Such an enduring legacy of God’s blessing is presented in Isaiah 65. In today’s verses we see mention of “a tree” and “the work of their hands.” Both point in the direction of sin and salvation and the mortal condition of the human heart and soul. Blessings come from the Tree of Life as God ordained it from the beginning. However, as we know from the failure of Adam and Eve to “choose wisely,” they were destined to work all the days of their lives from the soil out of which they had been created (Adam from the ground and Eve from the grounded Adam.) They would experience the pain of labor as well as the joy of the fruit of their labor. It was not a sentence which defined them by works righteousness (a false premise which Paul addressed in the early Church) but one which promoted works which they were able to do because God had saved them from a “fate worse than death.” What could be worse than death? In death, “ashes to ashes and dust to dust; no immortality of the soul anticipated.” In a fate worse than death, “the weeping and wailing and gnashing of teeth in eternal torment.” Yes, God saved Adam and Eve by the blood of the Lamb. It was an eternal testimony of God’s mercy and grace giving them what He desired (the right and privilege to live) instead of what they deserved (death and a fate worse than death which their tempter was already living out having been cast out of Heaven and all its blessings.) It would do us well to consider the depth of what is presented in Isaiah 65. There is more!

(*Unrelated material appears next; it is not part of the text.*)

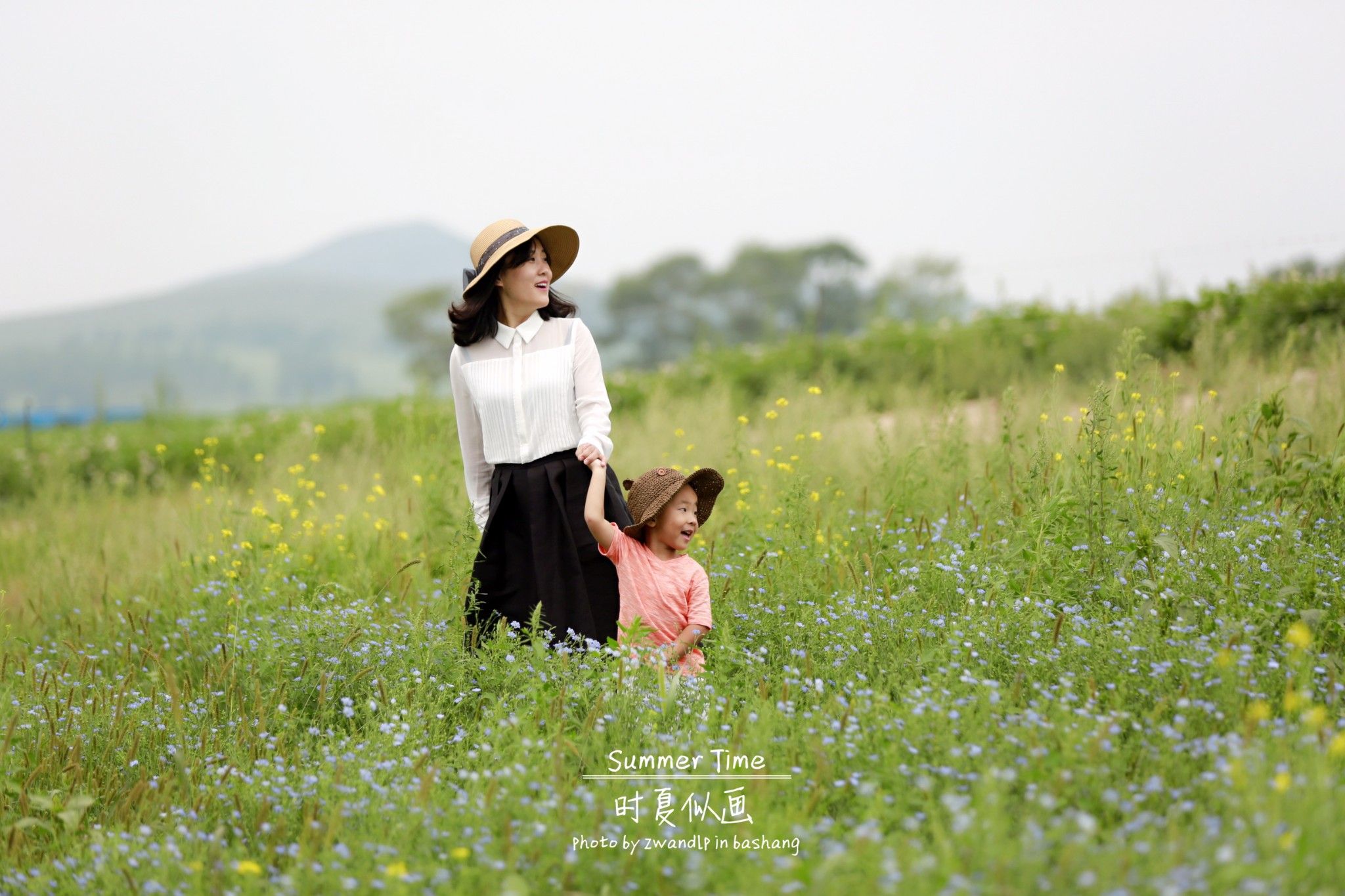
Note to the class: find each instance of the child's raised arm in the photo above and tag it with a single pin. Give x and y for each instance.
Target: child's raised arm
(598, 524)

TODAY’S PRAYER IN RESPONSE TO GOD’S WORD:

Father, in these days we are finding the need to believe even more than ever before. We all have known trouble, some in greater ways than others, but You are offering us the assurance that we will not be consumed by it forever. Regardless of the “time” we are in and the “time” we have been given, we ask for Your Holy Spirit which Jesus asked You to share with us, to lead and guide and direct us in the paths we should go. Teach us what we still need to learn. Empower us to put that learning into action. Bless our actions not as a works righteousness which we know is folly but righteous works which declare Your glory and further witness the truth that can set all who believe free in Jesus’ name. AMEN.